I think that's what is intended.
> However, it would also seem quite reasonable to include class Lo
> (which includes things like "Hebrew letter Alef") in UNIsmall or
> UNIlarge; and to include some of the Punctuation classes in UNIsymbol.
It's hard to put Lo in a sensible place since Haskell relies on
the upper/lower distinction. Therefore Lo is not included
in upper or lower.
> 3) What does it mean that Char can include any Unicode character?
It means that within a Haskell program Char can hold a Unicode character.
> If I compile and run the following program on my vanilla American UNIX
> box:
>
> main = putChar '\x2473' {- print a "circled number twenty" -}
>
> to get a program "ctwenty", and I run
>
> ./ctwenty | od -c
>
> (od prints out each byte of output), what will I see?
>
> Will the following program
>
> main = getChar >>= (print . fromEnum)
>
> ever print out a number greater than 256?
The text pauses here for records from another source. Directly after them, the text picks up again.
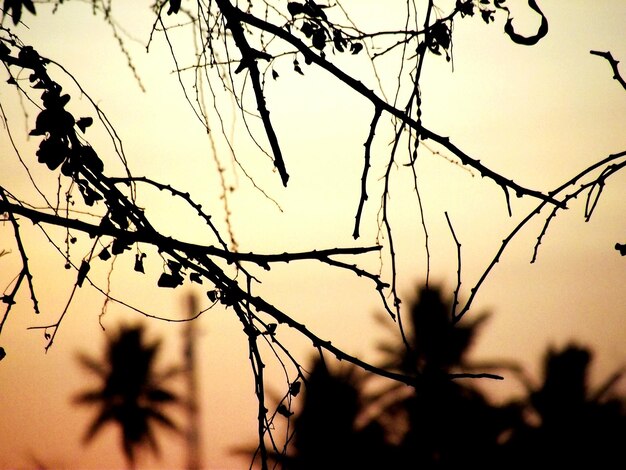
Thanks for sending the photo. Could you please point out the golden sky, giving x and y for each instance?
(540, 114)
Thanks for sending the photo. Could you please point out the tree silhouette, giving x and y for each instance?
(569, 424)
(132, 393)
(325, 432)
(89, 205)
(451, 424)
(441, 423)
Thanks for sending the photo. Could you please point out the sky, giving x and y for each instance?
(541, 114)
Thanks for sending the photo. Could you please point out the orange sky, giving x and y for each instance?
(541, 114)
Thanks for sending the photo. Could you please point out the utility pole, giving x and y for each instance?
(193, 415)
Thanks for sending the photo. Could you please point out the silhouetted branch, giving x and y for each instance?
(366, 167)
(531, 216)
(455, 299)
(249, 61)
(616, 75)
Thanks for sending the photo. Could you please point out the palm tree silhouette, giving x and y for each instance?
(441, 423)
(568, 423)
(325, 431)
(131, 392)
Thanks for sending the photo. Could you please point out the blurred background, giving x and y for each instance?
(541, 114)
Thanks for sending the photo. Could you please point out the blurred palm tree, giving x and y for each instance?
(131, 393)
(325, 432)
(440, 423)
(568, 423)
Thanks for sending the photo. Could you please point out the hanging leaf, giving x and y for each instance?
(139, 262)
(83, 123)
(294, 388)
(104, 254)
(174, 7)
(295, 8)
(82, 273)
(119, 246)
(170, 280)
(283, 410)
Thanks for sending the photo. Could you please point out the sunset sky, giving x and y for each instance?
(539, 114)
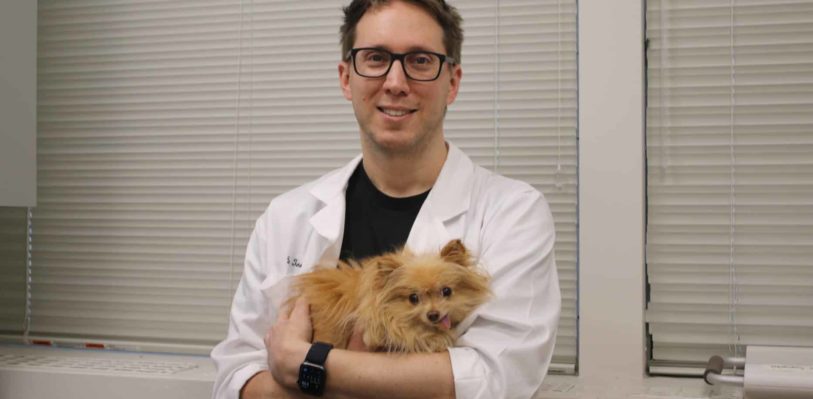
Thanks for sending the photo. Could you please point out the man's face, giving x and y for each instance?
(397, 115)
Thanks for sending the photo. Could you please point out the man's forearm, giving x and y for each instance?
(385, 375)
(362, 375)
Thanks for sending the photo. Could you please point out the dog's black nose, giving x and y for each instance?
(433, 316)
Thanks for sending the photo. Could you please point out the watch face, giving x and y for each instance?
(311, 378)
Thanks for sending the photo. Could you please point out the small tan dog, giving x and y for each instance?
(402, 301)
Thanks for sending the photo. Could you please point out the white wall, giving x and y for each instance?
(18, 97)
(611, 190)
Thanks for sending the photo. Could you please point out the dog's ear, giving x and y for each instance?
(456, 252)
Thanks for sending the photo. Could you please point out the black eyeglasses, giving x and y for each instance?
(422, 66)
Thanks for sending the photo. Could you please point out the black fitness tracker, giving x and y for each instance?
(312, 374)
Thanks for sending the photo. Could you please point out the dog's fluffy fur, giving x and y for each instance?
(403, 302)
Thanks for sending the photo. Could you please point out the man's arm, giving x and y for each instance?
(350, 374)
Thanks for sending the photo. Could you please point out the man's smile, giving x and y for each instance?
(397, 111)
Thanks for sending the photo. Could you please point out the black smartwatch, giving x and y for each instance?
(312, 374)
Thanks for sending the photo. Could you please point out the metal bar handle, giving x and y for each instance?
(714, 371)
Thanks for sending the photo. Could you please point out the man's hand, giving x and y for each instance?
(288, 342)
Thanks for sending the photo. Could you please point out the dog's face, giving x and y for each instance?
(429, 292)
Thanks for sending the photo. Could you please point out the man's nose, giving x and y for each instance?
(396, 80)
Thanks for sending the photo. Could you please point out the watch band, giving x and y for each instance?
(318, 353)
(312, 373)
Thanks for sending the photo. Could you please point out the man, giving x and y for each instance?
(401, 69)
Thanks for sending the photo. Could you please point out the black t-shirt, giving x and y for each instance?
(374, 222)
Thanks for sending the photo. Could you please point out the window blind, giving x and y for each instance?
(165, 128)
(730, 178)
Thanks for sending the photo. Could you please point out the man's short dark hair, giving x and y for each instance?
(447, 17)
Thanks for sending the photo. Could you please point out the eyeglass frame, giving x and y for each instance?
(351, 56)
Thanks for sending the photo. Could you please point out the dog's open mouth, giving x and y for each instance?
(445, 323)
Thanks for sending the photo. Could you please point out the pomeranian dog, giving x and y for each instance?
(403, 302)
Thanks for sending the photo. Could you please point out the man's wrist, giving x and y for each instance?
(292, 363)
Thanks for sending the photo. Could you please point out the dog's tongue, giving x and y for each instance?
(445, 322)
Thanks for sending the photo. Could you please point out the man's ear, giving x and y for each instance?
(454, 83)
(344, 79)
(456, 252)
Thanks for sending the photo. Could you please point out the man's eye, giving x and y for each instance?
(421, 60)
(376, 57)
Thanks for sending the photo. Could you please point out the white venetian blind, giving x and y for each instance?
(165, 128)
(730, 177)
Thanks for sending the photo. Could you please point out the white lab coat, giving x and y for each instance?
(506, 224)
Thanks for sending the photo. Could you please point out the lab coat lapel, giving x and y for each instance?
(328, 222)
(450, 197)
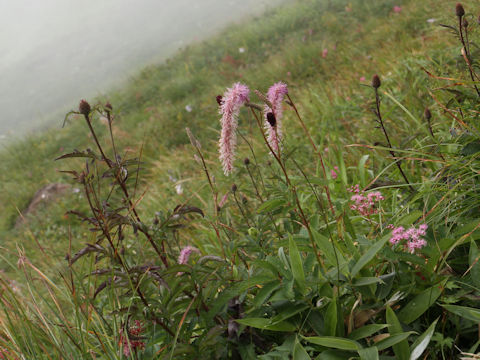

The I/O library has not been converted to Unicode. So I would
expect implementation to silently truncate Unicode characters
to 8 bits.
To do sensibly output (or input) of Unicode characters you need to
encode them somehow. Hbc comes with encode/decode functions (in the
Char library) for three encodings: two bytes per Char, UTF-8, and the
Java encoding (\uXXXX).
-- Lennart
dogbert% cat ctwenty.hs
import Char
main = putStr (encodeUnicode "\x2473")
dogbert% hbc ctwenty.hs -o ctwenty
dogbert% ./ctwenty | od -c
0000000 $ s
0000002
dogbert% cat ctwenty.hs
import Char
main = putStr (encodeUTF8 "\x2473")
dogbert% hbc ctwenty.hs -o ctwenty
dogbert% ./ctwenty | od -c
0000000 342 221 263
0000003
dogbert% cat ctwenty.hs
import Char
main = putStr (encodeEscape "\x2473")
dogbert% hbc ctwenty.hs -o ctwenty
dogbert% ./ctwenty | od -c
0000000 \ u 2 4 7 3
0000006